US 12,191,001 B2
	Population frequency modeling for quantitative variant pathogenicity estimation
Toby Manders, San Francisco, CA (US); Keith Nykamp, Berkeley, CA (US); Alexandre Colavin, San Diego, CA (US); and Yuya Kobayashi, Menlo Park, CA (US)
Assigned to Laboratory Corporation of America Holdings, Burlington, NC (US)
Appl. No. 18/700,257
Filed by Laboratory Corporation of America Holdings, Burlington, NC (US)
PCT Filed Oct. 31, 2023, PCT No. PCT/US2023/036543 § 371(c)(1), (2) Date Apr. 10, 2024, PCT Pub. No. WO2024/097261, PCT Pub. Date May 10, 2024.
Claims priority of provisional application 63/421,430, filed on Nov. 1, 2022.
Prior Publication US 2024/0339177 A1, Oct. 10, 2024
Int. Cl. G16B 40/00 (2019.01); G16B 20/40 (2019.01)

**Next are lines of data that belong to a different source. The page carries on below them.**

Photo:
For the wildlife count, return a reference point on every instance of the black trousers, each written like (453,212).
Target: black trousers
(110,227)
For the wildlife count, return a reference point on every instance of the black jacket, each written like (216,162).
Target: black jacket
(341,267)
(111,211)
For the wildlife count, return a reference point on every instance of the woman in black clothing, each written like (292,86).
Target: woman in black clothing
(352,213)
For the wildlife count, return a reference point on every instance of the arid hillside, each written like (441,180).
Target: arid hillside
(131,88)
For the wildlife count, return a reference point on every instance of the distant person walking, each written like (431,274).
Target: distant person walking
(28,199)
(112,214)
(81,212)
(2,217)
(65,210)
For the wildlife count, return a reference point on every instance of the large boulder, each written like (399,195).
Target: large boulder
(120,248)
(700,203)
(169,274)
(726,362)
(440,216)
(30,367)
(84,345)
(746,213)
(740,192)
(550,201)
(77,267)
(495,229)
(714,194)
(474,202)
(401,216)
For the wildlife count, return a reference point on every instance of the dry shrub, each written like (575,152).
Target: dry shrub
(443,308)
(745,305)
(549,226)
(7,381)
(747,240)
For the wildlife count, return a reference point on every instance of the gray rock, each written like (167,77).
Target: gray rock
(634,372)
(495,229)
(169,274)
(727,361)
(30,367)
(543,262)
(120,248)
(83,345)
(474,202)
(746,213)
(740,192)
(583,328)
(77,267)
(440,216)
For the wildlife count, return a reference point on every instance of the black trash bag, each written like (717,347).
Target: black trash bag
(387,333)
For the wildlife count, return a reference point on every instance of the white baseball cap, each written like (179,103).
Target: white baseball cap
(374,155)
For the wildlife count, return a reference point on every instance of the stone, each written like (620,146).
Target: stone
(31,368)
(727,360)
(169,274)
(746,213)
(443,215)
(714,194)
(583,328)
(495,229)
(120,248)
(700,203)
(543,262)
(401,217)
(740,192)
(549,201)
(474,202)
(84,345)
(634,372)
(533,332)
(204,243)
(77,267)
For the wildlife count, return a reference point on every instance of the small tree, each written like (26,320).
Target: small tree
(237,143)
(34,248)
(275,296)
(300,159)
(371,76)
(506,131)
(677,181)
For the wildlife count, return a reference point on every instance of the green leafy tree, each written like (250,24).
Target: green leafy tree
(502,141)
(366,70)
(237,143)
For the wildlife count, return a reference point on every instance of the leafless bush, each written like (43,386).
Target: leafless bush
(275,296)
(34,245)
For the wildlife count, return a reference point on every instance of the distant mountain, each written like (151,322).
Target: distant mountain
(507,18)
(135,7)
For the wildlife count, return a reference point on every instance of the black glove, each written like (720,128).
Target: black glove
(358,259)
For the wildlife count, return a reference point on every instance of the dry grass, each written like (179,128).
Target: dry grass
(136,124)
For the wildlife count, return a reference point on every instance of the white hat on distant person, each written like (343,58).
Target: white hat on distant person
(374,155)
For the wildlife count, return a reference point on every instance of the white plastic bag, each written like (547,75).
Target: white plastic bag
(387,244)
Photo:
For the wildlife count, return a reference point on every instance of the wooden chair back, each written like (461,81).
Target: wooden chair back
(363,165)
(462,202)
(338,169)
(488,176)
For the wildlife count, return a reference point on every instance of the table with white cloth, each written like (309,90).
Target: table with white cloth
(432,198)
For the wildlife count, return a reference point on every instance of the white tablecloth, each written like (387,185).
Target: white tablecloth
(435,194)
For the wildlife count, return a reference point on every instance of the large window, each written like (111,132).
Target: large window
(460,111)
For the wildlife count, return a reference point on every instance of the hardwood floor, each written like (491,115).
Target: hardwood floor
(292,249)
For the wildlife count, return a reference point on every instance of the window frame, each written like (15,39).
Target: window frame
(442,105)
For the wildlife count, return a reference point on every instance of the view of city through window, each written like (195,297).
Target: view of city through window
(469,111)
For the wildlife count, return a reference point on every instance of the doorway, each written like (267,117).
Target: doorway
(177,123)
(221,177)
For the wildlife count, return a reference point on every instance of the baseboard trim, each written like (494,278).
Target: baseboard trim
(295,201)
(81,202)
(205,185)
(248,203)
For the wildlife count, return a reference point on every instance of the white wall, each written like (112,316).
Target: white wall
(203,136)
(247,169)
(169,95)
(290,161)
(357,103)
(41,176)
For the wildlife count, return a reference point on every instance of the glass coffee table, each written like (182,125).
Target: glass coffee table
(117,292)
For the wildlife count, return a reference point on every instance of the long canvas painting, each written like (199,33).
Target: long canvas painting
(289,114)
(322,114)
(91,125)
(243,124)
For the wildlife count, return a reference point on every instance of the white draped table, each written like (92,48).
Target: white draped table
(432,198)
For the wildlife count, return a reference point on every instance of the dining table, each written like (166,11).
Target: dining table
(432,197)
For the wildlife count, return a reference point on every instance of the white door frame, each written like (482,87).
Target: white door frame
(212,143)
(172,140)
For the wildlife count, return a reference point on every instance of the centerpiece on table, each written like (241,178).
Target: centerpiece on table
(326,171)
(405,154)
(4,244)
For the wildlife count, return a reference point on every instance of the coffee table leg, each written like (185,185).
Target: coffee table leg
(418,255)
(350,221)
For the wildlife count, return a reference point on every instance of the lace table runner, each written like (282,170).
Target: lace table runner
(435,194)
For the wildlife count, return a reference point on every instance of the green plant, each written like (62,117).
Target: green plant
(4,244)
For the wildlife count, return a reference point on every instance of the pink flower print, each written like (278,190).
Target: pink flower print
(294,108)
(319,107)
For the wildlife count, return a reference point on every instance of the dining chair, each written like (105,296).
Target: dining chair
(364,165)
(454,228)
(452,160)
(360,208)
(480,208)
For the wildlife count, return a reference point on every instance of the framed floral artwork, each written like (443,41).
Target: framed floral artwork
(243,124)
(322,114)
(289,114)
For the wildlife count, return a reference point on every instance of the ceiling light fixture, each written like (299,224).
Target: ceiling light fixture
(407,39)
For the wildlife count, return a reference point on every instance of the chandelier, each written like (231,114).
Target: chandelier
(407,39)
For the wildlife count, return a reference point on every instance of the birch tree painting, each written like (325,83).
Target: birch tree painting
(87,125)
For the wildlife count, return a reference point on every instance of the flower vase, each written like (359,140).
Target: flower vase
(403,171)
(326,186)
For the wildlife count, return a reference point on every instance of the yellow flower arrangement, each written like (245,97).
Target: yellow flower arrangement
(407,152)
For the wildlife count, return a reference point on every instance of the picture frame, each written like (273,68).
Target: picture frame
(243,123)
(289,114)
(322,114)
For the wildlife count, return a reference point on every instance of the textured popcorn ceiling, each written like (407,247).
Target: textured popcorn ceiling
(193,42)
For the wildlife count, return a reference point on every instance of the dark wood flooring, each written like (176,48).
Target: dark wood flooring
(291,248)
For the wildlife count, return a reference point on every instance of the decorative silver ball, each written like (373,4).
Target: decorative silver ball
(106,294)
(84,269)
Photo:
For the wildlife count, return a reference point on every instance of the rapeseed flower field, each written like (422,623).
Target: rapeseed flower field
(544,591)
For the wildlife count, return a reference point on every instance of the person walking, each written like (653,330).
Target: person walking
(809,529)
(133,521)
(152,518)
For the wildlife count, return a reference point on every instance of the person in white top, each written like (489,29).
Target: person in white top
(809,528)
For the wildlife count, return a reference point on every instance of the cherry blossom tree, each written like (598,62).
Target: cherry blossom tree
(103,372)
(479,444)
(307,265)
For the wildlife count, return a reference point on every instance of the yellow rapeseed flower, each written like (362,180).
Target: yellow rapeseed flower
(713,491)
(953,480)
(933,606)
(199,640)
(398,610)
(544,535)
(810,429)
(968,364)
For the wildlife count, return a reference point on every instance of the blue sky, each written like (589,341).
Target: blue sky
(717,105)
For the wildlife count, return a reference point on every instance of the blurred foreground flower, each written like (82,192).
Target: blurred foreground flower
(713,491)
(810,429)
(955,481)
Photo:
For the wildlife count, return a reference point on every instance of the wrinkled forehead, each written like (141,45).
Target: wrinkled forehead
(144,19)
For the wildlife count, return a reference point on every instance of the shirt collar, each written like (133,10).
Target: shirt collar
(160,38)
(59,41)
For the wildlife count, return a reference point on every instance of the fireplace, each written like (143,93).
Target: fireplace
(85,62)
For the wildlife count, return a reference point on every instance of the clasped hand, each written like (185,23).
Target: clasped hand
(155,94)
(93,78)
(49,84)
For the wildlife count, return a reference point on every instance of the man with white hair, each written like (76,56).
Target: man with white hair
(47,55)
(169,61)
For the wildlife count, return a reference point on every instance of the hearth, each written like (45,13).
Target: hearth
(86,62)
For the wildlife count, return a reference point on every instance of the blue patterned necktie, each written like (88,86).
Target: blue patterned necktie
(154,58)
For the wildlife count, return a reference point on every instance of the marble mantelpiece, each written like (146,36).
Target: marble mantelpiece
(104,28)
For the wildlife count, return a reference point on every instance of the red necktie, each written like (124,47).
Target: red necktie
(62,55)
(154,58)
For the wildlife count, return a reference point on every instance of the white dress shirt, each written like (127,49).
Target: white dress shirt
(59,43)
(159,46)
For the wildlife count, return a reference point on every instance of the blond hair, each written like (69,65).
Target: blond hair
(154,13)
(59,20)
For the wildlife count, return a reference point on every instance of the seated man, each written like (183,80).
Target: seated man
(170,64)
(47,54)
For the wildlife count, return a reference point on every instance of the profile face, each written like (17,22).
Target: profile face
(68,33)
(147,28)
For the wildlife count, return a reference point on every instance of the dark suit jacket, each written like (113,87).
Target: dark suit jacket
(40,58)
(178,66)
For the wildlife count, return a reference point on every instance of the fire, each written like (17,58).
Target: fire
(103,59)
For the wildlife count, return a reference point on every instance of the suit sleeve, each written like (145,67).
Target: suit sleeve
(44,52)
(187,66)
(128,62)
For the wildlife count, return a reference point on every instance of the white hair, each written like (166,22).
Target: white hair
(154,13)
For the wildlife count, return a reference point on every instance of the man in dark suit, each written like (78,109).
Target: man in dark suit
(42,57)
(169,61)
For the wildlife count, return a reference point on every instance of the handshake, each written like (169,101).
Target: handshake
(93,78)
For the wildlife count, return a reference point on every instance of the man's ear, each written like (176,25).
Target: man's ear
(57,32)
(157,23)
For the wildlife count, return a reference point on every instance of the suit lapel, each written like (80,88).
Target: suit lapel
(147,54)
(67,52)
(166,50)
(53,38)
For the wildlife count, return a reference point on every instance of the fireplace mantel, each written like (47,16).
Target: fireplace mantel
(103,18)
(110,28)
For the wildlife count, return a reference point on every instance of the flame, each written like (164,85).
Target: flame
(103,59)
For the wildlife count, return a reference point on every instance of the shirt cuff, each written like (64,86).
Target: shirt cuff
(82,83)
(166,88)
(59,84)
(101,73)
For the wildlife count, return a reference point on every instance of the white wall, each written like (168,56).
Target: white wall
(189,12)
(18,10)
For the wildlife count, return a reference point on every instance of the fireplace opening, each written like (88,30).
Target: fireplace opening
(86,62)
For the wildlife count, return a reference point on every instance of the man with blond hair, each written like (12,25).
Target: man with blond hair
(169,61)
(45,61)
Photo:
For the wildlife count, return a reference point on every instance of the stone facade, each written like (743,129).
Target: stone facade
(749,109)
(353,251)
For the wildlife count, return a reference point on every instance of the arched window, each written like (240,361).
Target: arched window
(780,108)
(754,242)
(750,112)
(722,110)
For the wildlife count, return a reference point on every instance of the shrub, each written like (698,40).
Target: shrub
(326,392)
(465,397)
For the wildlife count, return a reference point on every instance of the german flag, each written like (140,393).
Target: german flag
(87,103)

CPC G16B 40/00 (2019.02) [G16B 20/40 (2019.02)]

48 Claims

1. A method for configuring a machine learning model to model population frequency for variant classification, the method comprising:

applying a logistic regression model to a first set of population data for a first set of genes, wherein an item of the first set of population data comprises, for a variant located at a position within a gene of the first set of genes, a set of features comprising at least one gene-level feature, at least one variant-level feature, and at least one population frequency meta-feature, and a reference label that indicates whether the variant is benign or pathogenic, wherein the at least one population frequency meta-feature quantifies predictive value of allele frequency in the gene, wherein the applying comprises computing a gene-level constraint; including the gene-level constraint in the at least one gene-level feature; computing an allele frequency; including the allele frequency in the at least one variant-level feature; including, in the at least one population frequency meta-feature, a mathematical combination of the gene-level constraint and the allele frequency;

and applying the logistic regression model to the set of features including the mathematical combination of the gene-level constraint and the allele frequency; wherein the trained logistic regression model is capable of outputting variant pathogenicity estimates that satisfy the at least one second performance criterion based on the set of features including the mathematical combination of the gene-level constraint and the allele frequency;

for each item of the first set of population data, evaluating a variant classification prediction output by the logistic regression model based on an expected variant classification indicated by the reference label; and

iteratively adjusting a value of at least one parameter or coefficient of the logistic regression model until output of a loss function computed based on the variant classification prediction output by the logistic regression model satisfies at least one first performance criterion, to produce a trained logistic regression model, wherein the trained logistic regression model is capable of outputting variant pathogenicity estimates that satisfy at least one second performance criterion.